Where Has Time Gone: Reclaiming Our Attention and Time Amidst Media Bombardment

Image: Linh Tran (2020)

Have you ever felt your time slipping away at the end of the day? Or that you are losing grasp of valuable moments in life in exchange for ‘socialising’ on virtual platforms?

Having suffered from this digital-centric lifestyle, we often reminisce about a life without social media and desire the feeling of being present. We also want a change in lifestyle that does not forgo the benefits of digital technologies.

Cal Newport, a computer scientist at Georgetown University, offers a refreshing approach to escaping this cyclic digital consumption by becoming more conscious in technological usage: Digital Minimalism. By adopting the philosophy practiced by digital minimalists, we can positively integrate technology into our life and retain our autonomy.

It is undeniable that our time and attention is being rapidly extracted and commodified by digital conglomerates. We are all frequent customers of these companies’ products; thus, our growing dependence on technology is making us susceptible to its exploitation of our usage and consciousness.

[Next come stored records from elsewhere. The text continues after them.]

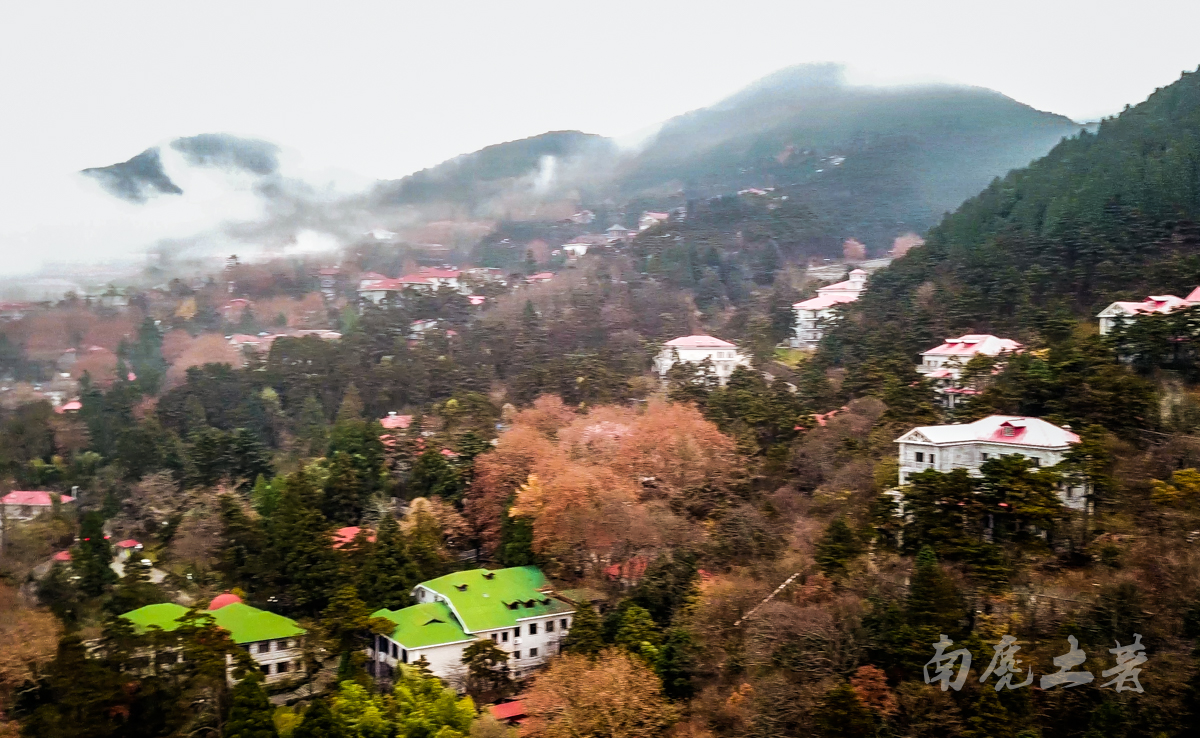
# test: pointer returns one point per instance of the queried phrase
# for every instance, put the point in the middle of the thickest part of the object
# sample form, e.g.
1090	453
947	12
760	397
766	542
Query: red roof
975	345
221	600
343	537
508	711
31	498
699	342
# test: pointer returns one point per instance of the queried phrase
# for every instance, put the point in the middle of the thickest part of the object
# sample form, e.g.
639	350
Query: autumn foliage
598	484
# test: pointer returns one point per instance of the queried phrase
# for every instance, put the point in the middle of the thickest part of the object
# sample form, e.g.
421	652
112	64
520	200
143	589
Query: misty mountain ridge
874	162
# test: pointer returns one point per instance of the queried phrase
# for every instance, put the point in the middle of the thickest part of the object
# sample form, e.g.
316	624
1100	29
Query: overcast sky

Yet, we are voluntarily spending a sixth of our day solely seeking connections and entertainment on the Internet, accepting the numbing of our senses in return.

Overconsumption of digital media is an alarming and critical issue: users can get infatuated with the infinite façade of glamour on the Internet through their recurring eagerness to stay updated.

This is because the media industry is built on psychology, in which human behaviour’s are studied and manipulated to maximise the efficiency of technology’s design and functions. Seemingly, media platforms are constructed to lure us into interacting with their features as we pay them with our attention.

More significantly, our habitual use of social media, and digital technology in general, is rooted in the illusion of interaction manifested by social platforms. As social media is framed to be the enabler of convenient communication, we are encouraged to establish and maintain a social presence on the digital realm. The interactions which we are developing, however, do not nourish our relationships as strongly as the wealth of digital conglomerates.

Instead, while scrolling through status’ and images displaying utopian lifestyles, we are offered with a form of escapism appealing to our imaginary dreams. The monotonous practice of scrolling, liking and commenting perpetuates our ‘social presence’, making us dependent upon digital platform.